Por isso, os frigoríficos também têm se preocupado em fazer a lição de casa. O JBS, da holding J&F, por exemplo, adotou procedimentos de bem-estar animal em todas as suas unidades. A capacidade de abate do JBS é de 40 mil animais por dia, em 43 frigoríficos no País. “Atualmente, todas as nossas instalações têm por objetivo reduzir o estresse dos animais”, afirma Everton Andrade, coordenador corporativo de bem-estar animal da JBS. “Temos câmeras de monitoramento nos currais e nas salas de abate para verificar todos os indicadores de bem-estar animal.” No mês passado, além de palestras e encontros, Temple Grandin assinou um termo de cooperação técnica com a empresa, para intensificar e aprimorar o trabalho de manejo no País. Pelo acordo, a especialista, que já mantém parceria com a JBS nos Estados Unidos, validará as práticas de bem-estar animal adotadas no Brasil, com acompanhamento do professor Paranhos.

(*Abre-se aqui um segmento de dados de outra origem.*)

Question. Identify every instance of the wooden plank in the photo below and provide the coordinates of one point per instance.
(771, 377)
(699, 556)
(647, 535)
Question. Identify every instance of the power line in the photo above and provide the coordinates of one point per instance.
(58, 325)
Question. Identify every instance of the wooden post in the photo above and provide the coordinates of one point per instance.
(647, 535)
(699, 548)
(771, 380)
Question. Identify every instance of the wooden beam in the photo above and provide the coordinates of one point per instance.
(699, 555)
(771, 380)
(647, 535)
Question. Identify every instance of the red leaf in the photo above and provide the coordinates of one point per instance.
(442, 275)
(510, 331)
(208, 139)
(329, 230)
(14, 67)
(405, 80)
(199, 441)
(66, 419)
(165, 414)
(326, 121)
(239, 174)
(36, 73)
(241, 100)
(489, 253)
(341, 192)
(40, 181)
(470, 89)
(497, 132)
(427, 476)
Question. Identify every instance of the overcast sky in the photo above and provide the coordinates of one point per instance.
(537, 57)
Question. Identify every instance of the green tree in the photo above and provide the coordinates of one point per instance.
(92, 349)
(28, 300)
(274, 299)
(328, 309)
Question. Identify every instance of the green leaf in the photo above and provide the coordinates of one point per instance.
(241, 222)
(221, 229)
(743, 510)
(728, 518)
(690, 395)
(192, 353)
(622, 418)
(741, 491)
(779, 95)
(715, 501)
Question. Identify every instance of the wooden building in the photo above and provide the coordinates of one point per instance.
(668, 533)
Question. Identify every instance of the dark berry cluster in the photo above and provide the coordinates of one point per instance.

Além do frigorífico, o apelo ao bem-estar animal tem ganhado um reforço de peso na ponta da cadeia produtiva, nos últimos anos. Grandes empresas, como McDonald’s, KFC, Tesco, Carrefour e Unilever, vêm sendo pressionadas por seus clientes a assumirem uma postura pró-bemestar animal. “Num efeito cascata, a pressão do consumidor é repassada para frigoríficos e fazendeiros”, diz Quintiliano. Gustavo Faria, gerente de abastecimento da Arcos Dorados, holding do McDonald’s na América Latina, e que no Brasil possui 815 lojas, afirma que todos os fornecedores de produtos de origem animal são auditados anualmente por empresas terceirizadas para manter os padrões de bem-estar esperados. “Se não há cumprimento dos requisitos, o fornecedor é suspenso até que as ações corretivas sejam implementadas efetivamente”, diz Faria. “Pelo visto, bem-estar animal é um pré-requisito sem volta no mercado.”